China’s offshore empires go from help to headache
When is a Chinese company not Chinese? When it’s a complex web of offshore vehicles rooted in anonymous tax havens. That description includes some of the People’s Republic’s most successful and innovative companies. It will make the country’s apparent new push on tax evasion hard to enforce.
Authorities have extracted 840 million yuan ($137 million) in unpaid taxes from a multinational identified only as “M Corporation”, state newswire Xinhua reported on Nov. 23. The company artificially depressed its taxable profit in China by paying high fees to its U.S. parent. China outlawed that kind of transfer pricing as early as 2008. But policing is hard, because foreign and local companies have got used to fiendishly complicated structures spanning several jurisdictions.

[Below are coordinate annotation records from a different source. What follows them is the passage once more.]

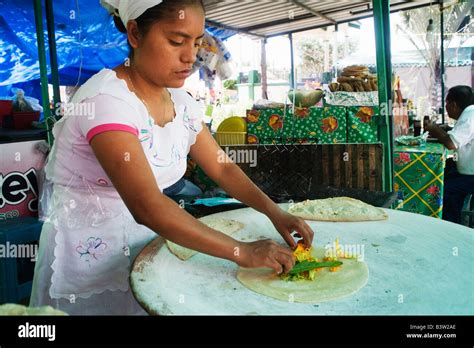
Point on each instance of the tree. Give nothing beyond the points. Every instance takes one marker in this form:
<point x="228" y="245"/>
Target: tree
<point x="316" y="53"/>
<point x="428" y="42"/>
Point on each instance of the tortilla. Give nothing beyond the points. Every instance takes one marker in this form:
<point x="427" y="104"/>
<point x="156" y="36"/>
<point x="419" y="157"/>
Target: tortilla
<point x="343" y="209"/>
<point x="226" y="226"/>
<point x="13" y="309"/>
<point x="327" y="286"/>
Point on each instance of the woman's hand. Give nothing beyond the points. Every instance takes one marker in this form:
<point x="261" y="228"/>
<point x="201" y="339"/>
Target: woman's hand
<point x="265" y="253"/>
<point x="286" y="224"/>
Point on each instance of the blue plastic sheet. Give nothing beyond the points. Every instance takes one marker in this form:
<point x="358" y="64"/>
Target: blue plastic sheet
<point x="86" y="41"/>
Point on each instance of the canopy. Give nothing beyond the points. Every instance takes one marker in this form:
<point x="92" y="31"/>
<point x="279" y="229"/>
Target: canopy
<point x="86" y="40"/>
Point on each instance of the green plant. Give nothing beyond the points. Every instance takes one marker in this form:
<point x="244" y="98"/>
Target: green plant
<point x="230" y="84"/>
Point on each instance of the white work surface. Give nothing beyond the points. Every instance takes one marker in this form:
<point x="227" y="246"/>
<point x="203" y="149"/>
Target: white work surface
<point x="417" y="265"/>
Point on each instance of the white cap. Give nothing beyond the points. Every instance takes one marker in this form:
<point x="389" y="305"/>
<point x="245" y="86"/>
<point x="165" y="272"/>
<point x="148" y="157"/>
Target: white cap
<point x="129" y="9"/>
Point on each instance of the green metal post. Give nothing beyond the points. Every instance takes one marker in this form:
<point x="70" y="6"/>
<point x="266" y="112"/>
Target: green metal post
<point x="292" y="57"/>
<point x="384" y="72"/>
<point x="42" y="66"/>
<point x="53" y="57"/>
<point x="442" y="60"/>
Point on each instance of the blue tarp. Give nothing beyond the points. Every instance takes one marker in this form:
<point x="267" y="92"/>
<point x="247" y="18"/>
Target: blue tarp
<point x="86" y="40"/>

In many cases, that’s helpful rather than harmful. The Cayman Islands or the British Virgin Islands have little red tape, making it easier for companies based there to set up quickly, work around onerous local rules and tap foreign capital via stock exchanges in Hong Kong or the United States. Without convoluted chains of ownership and influence, successful Chinese companies like Alibaba, Tencent and Xiaomi might not exist.
Most of the obvious tax benefits of looping investment through offshore vehicles have been cancelled. But there are still some advantages. Chinese companies that pay dividends to Hong Kong parent companies need only deduct 5 percent in withholding tax – half the level for many other countries. Companies can also sell assets at the offshore level without paying capital gains tax, though local Chinese authorities have challenged that ruse in the last year.
It’s hard to know where useful becomes excessive. Alibaba, the e-commerce company, has 16 subsidiaries in the Cayman and British Virgin Islands – and those are only the ones it deems “significant”. Amazingly, companies like Alibaba claim their main entities are not Chinese for tax purposes, under the definition used by China’s authorities.
Unravelling the whole structure would be overkill, and in any case is beyond China’s means. The damage to companies would be huge, and authorities may not be ready to unmask the elites who have used anonymous vehicles to hide their wealth. Still, the tone is changing. It’s clear that what used to be a help for the economy is fast becoming a headache.